Laura, who handles international communications for various organizations, doesn’t just record her travels; she captures them with Polaroids, making moments tangible and enduring. Her “Cultura Polaroid” project steps beyond the digital overflow, offering a direct and unfiltered look at the world.

With a Polaroid 600, Laura’s photographic journey kicked off in Punta Cana, Dominican Republic. Her subjects weren’t ordinary tourists; they were the unsung heroes shaping the stories of different places. Scientists, police officers, shopkeepers, and a seasoned Englishman managing a dive club in paradise became the focus of her Polaroid lens.

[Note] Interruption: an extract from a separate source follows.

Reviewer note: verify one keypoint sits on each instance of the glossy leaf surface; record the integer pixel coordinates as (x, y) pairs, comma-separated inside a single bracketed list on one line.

Back in Vienna, her hallway transformed into a Polaroid gallery, each image suspended from a wire—a nod to the previous tenant who shared her love for instant photography. The hallway became a visual testament to moments that outlast the fleeting nature of digital images.

What makes Laura’s work stand out is her dedication to capturing images and spoken stories. Each photo is a capsule of narratives, blending the visual with the verbal. Countries like Argentina, Bangladesh, and Sierra Leone became her canvas, each Polaroid a bookmark in a broader story.

In a time where the digital realm often dilutes the impact of images, Laura’s commitment to Polaroids underscores the enduring power of tangible moments. “Cultura Polaroid” isn’t just a project; it’s a celebration of this format’s resilience against other platforms, reminding us that digitality is just a canvas, while the real world, as Laura captures it, remains tangible through her photographs.

Laura’s carefully crafted Polaroids hold a value beyond disposable digital snapshots. Every click of her Polaroid shutter is intentional, capturing more than a moment—it encapsulates the depth of human experiences. In an era where “just another day at work” is easily dismissed, Laura’s lens unveils the profound narratives beneath the surface, proving that sometimes a Polaroid speaks louder than a thousand bytes of information.